Essentiel / Accidentel
Est essentiel ce qui correspond à l’essence de la chose, de l’être, ce qui la définit dans sa nature la plus profonde. Est accidentel ce qui arrive accidentellement, et donc non nécessairement, à l’être. Le fait que l’on puisse faire usage de notre pensée et de notre raison est un critère essentiel dans notre humanité, alors que être blond, brun ou roux est un accident, cela ne détermine pas notre essence.
Idéal / Réel
Ce qui est idéal renvoie à ce qui est inatteignable et imaginaire mais qui peut tout de même être atteint. Du latin idea, le mot "idée" renvoie, depuis Platon, à un objet de la pensée relevant du domaine de l’esprit et non du corps, donc de ce qui est immatériel. Ce qui est idéal est donc ce qui relève du monde des idées. Ce qui est réel renvoie à ce qui est matériel et existe en acte dans le monde. Du latin res, "chose", le réel désigne ce qui nous entoure, qui a un corps et une essence.
Expliquer / Comprendre
Du latin explicare qui signifie "déplier", le verbe expliquer renvoie au fait de remonter les causes qui ont donné lieu à tel ou tel phénomène. Du latin comprehendere qui signifie "saisir" ou "prendre", le verbe comprendre renvoie au fait de saisir le sens, la direction ou le but de quelque chose. Le fait de comprendre revient à faire la synthèse, en restituant à chaque élément son sens dans l’unité de l’objet étudié.

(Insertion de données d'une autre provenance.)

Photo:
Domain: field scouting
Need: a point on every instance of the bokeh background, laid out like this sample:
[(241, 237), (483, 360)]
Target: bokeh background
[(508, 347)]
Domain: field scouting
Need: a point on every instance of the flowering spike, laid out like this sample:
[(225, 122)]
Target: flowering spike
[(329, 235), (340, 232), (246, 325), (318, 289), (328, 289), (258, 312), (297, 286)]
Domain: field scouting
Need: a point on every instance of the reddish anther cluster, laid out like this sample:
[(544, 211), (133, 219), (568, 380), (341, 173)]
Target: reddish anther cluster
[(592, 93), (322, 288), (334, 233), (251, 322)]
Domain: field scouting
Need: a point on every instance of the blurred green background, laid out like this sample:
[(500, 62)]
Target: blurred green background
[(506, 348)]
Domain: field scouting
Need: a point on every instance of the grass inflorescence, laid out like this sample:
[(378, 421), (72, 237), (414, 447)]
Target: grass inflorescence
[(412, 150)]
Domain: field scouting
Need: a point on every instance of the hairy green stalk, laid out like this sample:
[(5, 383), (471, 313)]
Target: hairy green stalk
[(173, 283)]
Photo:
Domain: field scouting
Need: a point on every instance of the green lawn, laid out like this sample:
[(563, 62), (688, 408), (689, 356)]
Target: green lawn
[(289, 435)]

La différence entre les deux termes réside donc dans les objets dont il est question. Quand l’explication porte sur la cause, la compréhension porte sur ce qui est de l’ordre de la conséquence et de la finalité.

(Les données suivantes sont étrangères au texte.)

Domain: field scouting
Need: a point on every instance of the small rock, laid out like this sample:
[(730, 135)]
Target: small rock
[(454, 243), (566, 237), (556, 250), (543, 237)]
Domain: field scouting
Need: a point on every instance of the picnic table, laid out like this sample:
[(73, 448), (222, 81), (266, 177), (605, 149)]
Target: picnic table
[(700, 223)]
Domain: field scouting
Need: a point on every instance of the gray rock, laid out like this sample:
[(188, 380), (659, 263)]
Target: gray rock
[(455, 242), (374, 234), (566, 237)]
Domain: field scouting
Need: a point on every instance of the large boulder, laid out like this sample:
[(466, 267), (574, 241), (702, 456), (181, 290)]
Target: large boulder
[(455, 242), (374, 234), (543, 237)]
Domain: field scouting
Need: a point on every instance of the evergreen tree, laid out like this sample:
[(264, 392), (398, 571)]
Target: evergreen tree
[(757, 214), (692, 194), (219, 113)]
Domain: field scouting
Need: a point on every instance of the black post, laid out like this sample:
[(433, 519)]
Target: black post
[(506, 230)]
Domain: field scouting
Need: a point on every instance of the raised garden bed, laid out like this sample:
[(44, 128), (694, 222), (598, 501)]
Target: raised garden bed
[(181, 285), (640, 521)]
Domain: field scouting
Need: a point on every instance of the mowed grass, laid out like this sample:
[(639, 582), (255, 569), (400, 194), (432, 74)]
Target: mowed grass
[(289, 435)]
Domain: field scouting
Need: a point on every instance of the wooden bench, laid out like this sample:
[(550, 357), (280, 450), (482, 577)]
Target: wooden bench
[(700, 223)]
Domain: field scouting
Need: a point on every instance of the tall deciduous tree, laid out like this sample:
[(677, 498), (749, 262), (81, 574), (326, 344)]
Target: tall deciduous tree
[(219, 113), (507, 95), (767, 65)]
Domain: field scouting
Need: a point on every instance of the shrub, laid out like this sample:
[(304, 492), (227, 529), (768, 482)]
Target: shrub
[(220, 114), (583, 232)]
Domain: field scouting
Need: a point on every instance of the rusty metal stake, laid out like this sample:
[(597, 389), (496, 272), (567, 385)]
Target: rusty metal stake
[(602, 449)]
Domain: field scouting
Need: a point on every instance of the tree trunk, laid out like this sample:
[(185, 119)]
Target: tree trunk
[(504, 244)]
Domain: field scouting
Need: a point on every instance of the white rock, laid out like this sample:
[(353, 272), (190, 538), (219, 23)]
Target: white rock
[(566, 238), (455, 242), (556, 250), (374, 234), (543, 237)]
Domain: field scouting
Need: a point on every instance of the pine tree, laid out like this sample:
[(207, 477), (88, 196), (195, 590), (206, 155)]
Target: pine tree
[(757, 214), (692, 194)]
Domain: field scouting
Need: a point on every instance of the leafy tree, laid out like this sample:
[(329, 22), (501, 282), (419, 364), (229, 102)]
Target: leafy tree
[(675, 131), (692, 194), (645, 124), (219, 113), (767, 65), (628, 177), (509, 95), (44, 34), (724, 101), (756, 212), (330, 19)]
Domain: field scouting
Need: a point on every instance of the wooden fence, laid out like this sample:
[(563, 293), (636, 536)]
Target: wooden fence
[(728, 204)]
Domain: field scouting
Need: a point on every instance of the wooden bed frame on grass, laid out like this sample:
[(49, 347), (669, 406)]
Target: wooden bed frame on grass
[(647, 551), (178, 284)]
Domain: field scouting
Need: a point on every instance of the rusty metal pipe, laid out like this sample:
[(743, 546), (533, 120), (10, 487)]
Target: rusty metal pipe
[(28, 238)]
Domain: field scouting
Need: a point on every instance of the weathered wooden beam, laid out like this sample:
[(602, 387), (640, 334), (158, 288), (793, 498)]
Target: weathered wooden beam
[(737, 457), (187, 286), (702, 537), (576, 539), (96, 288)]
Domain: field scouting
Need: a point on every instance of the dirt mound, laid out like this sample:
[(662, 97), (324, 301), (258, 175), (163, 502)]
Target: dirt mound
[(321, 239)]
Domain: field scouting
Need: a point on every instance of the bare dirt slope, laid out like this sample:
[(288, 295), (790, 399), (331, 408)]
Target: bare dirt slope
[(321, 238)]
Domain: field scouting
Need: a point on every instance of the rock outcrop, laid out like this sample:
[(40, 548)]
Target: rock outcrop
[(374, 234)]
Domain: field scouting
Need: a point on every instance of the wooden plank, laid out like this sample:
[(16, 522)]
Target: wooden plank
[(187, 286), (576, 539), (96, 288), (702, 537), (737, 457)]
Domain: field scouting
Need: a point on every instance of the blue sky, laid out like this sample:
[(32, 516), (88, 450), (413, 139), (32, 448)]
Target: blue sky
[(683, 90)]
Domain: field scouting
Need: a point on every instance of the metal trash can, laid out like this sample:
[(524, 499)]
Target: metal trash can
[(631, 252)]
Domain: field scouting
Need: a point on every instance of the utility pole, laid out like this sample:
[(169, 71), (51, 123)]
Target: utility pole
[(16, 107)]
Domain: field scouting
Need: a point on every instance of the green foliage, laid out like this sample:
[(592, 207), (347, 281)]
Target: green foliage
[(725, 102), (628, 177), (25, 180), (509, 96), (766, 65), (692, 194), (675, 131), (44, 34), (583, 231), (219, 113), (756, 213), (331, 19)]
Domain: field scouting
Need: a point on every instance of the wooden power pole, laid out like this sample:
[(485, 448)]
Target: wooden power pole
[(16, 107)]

Ainsi il est possible de ne pas comprendre le comportement d’une personne, mais en obtenant des explications, comme par exemple que la personne soit malade, on obtient une réponse qui nous permet d’expliquer les causes et de comprendre le comportement de cette personne.
Auteur(s)
Friedrich NIETZSCHE
La volonté de puissance, 1901
Selon Nietzche, la lecture du monde en tant que la réalité est parfaitement rationnelle n’est qu’une illusion due au fait que l’homme veuille voir le monde à son image pour y être à l’aise. La lecture que les hommes font du monde est erronée puisque l’homme grossit et simplifie le réel en lui attribuant des lois, des règles et des concepts ; le monde se réduit alors uniquement aux régularités qu’on y trouve et non aux différences et aux nuances qui en font pourtant partie.
Seul l’artiste est capable de sortir de ce rapport utilitaire dans lequel le scientifique et le philosophe sont piégés. En effet l’artiste est capable de multiplier les points de vue pour se rapprocher de ce que le monde est véritablement : une réalité chaotique et désorganisée.
HEGEL
Principes de la philosophie du droit, 1820
"Ce qui est rationnel est réel et ce qui est réel est rationnel."

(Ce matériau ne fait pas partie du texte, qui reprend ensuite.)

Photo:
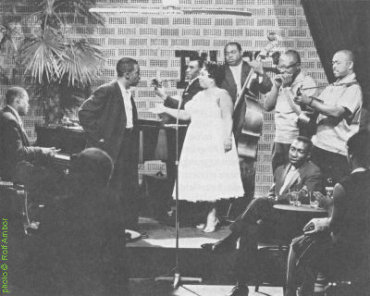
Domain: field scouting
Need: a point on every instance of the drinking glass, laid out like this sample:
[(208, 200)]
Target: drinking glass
[(293, 198), (314, 203), (329, 191)]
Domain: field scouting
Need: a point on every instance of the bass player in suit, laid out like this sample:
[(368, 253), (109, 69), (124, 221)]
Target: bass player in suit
[(109, 118), (300, 174), (236, 72)]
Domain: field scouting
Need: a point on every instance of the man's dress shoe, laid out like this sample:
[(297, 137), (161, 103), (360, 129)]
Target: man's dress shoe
[(221, 246), (239, 290)]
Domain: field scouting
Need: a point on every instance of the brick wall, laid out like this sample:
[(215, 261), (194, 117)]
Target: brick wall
[(152, 39)]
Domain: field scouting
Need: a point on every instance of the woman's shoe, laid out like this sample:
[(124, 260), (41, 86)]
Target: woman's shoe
[(201, 226), (213, 226)]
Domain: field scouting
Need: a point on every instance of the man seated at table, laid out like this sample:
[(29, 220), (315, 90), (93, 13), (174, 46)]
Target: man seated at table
[(338, 245), (300, 174), (19, 161)]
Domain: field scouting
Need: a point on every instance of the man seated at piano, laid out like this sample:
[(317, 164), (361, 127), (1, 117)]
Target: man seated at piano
[(300, 175), (79, 248), (19, 161)]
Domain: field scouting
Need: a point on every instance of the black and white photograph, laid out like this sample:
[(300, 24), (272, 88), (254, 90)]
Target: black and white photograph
[(185, 147)]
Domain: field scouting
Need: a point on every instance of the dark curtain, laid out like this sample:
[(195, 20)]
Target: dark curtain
[(342, 24)]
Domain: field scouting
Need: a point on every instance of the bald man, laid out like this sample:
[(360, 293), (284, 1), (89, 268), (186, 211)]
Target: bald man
[(281, 99), (339, 107)]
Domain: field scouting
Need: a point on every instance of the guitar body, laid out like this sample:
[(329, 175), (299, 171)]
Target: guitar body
[(307, 123), (251, 128)]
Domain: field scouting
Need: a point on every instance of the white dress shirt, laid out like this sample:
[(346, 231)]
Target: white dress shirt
[(237, 74)]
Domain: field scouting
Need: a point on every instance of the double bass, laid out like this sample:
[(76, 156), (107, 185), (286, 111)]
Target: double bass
[(253, 119)]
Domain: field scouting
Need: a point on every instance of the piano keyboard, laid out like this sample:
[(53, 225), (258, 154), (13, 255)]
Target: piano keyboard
[(62, 161)]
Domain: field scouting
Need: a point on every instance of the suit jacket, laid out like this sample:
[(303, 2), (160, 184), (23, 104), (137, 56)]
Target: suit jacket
[(229, 84), (103, 117), (190, 91), (14, 145), (308, 174)]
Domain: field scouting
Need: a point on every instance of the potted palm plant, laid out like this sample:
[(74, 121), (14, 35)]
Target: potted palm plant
[(60, 69)]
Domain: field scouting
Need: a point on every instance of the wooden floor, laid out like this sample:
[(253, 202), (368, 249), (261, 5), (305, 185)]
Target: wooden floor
[(145, 287), (154, 256), (163, 236)]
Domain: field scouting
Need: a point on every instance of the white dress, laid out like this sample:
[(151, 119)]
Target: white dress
[(206, 172)]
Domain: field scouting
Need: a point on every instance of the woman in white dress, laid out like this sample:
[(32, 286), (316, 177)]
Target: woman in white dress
[(209, 166)]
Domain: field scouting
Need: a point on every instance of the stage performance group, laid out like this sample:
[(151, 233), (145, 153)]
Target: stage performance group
[(318, 144)]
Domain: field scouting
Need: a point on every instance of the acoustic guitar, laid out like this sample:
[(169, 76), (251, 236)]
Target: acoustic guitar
[(253, 120)]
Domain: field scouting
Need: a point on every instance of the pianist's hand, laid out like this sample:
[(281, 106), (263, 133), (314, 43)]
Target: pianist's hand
[(160, 92), (316, 225), (50, 152), (158, 109)]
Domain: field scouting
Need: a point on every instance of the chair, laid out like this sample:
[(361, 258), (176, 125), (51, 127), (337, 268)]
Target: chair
[(14, 198), (272, 256)]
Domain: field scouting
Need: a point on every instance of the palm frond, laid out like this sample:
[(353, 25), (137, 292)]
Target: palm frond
[(42, 57), (82, 64)]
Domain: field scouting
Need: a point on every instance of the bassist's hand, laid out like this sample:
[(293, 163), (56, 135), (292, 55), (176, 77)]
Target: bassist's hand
[(228, 144), (257, 67)]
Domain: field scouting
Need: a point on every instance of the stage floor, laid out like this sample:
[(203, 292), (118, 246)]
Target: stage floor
[(163, 236), (146, 287)]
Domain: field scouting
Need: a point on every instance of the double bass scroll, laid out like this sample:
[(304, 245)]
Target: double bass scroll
[(253, 119)]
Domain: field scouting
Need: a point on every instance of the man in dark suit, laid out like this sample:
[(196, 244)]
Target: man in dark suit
[(236, 72), (301, 175), (19, 161), (109, 118)]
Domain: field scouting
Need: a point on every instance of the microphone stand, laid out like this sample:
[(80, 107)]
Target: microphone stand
[(177, 279)]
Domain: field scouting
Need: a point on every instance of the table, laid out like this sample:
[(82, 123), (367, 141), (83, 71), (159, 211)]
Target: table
[(294, 218), (302, 208)]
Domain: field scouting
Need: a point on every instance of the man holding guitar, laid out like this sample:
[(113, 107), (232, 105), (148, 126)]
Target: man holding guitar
[(236, 73), (281, 99), (339, 107)]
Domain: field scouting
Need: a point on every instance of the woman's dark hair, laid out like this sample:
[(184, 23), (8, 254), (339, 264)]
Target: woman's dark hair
[(215, 72)]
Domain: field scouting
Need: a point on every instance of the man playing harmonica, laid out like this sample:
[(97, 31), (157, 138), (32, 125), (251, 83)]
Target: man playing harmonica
[(281, 99), (339, 108)]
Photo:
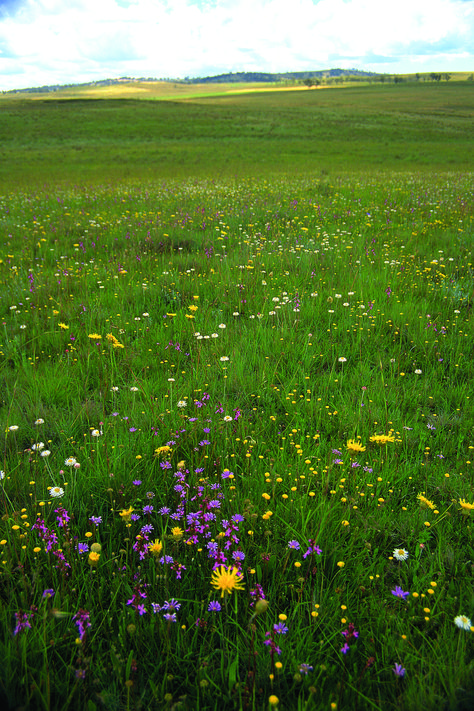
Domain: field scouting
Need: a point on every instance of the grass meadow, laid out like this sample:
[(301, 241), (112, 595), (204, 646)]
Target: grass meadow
[(237, 415)]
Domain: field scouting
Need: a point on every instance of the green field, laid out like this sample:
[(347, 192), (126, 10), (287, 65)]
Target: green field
[(236, 404), (403, 127)]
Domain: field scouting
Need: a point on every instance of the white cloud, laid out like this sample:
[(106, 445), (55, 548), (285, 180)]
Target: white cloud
[(52, 41)]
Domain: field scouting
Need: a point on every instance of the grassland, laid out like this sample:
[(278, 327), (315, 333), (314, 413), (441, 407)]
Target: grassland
[(236, 407), (403, 127)]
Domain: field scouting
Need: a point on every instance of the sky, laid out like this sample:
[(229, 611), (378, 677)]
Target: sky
[(45, 42)]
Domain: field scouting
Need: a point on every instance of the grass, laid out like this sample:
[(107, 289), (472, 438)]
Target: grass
[(403, 127), (268, 373)]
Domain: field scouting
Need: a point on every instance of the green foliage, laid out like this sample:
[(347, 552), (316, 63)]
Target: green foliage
[(279, 367)]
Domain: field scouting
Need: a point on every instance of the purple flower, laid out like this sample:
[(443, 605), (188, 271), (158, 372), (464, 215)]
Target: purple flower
[(398, 670), (398, 592), (171, 605), (81, 618), (313, 548), (22, 621)]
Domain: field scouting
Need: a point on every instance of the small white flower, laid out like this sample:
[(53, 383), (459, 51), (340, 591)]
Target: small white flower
[(463, 622), (56, 492)]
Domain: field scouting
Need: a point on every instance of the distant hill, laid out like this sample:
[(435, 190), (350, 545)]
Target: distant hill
[(230, 78), (242, 77)]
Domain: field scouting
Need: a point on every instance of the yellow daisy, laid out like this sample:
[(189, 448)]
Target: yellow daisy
[(227, 579)]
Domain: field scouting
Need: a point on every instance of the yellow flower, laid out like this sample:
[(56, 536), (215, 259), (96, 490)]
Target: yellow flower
[(163, 451), (115, 343), (93, 559), (425, 503), (382, 439), (466, 507), (227, 579), (156, 547), (354, 446), (126, 513)]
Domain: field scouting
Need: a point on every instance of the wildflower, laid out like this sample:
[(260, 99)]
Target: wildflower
[(56, 492), (466, 507), (81, 618), (22, 621), (227, 579), (463, 622), (382, 439), (93, 559), (126, 514), (156, 547), (398, 592), (425, 503), (214, 606), (354, 446)]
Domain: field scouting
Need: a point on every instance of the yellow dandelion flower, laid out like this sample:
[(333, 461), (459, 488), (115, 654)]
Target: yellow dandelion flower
[(156, 547), (93, 558), (227, 579), (382, 439), (163, 451), (354, 446), (425, 503), (466, 507), (126, 513)]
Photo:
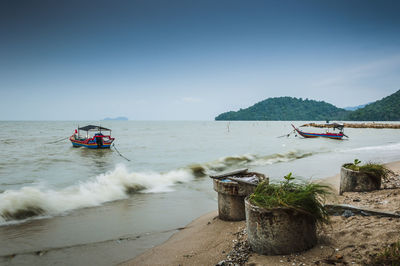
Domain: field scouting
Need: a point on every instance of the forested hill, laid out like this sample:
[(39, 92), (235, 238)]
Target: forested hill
[(287, 108), (387, 109)]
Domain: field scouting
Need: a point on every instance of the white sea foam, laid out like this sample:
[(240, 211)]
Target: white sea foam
[(113, 185), (116, 185), (387, 147)]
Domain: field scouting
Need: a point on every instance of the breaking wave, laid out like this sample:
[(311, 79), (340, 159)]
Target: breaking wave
[(114, 185), (388, 147), (118, 184)]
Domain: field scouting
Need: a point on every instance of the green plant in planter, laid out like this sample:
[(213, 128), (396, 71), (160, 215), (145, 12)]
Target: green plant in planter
[(304, 197), (374, 170)]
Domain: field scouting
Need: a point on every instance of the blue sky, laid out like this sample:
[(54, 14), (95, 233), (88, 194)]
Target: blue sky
[(191, 60)]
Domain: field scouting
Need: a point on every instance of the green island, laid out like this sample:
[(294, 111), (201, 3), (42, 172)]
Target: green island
[(290, 108)]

À l’inverse de Nietzsche, Hegel est convaincu que le réel est rationnel et qu’une raison universelle agit tel un principe d’ordre dans le monde et organise ses composants.
L’histoire des peuples, l’histoire de toute l’humanité ne fait que réaliser la raison dont l’objectif est la réalité. Ainsi, progressivement, les peuples tendraient un à un à un plus grand degré de liberté, ce qui se concrétise dans la tendance des États à devenir des démocraties par exemple.
Ainsi, la raison est dans toute chose et dirige le réel.
David HUME
Selon cet empiriste et sceptique modéré, il existe des connaissances auxquelles l’homme peut avoir accès, cependant elles ne sont pas certaines mais probables. En effet, à l’inverse du fondateur du scepticisme antique, Pyrrhon, qui affirme qu’aucune connaissance n’est possible et qu’il est nécessaire de s’abstenir de juger pour ne pas être dans l’erreur, Hume, quant à lui, soutient l’idée selon laquelle les sciences de la nature sont des vérités probables, même si les lois dites "universelles et nécessaires" ne sont pas certaines.
Hume incarne une position intermédiaire entre les rationalistes purs qui pensent que le réel tout entier peut être connu par la raison de manière certaine et les sceptiques qui refusent toute connaissance.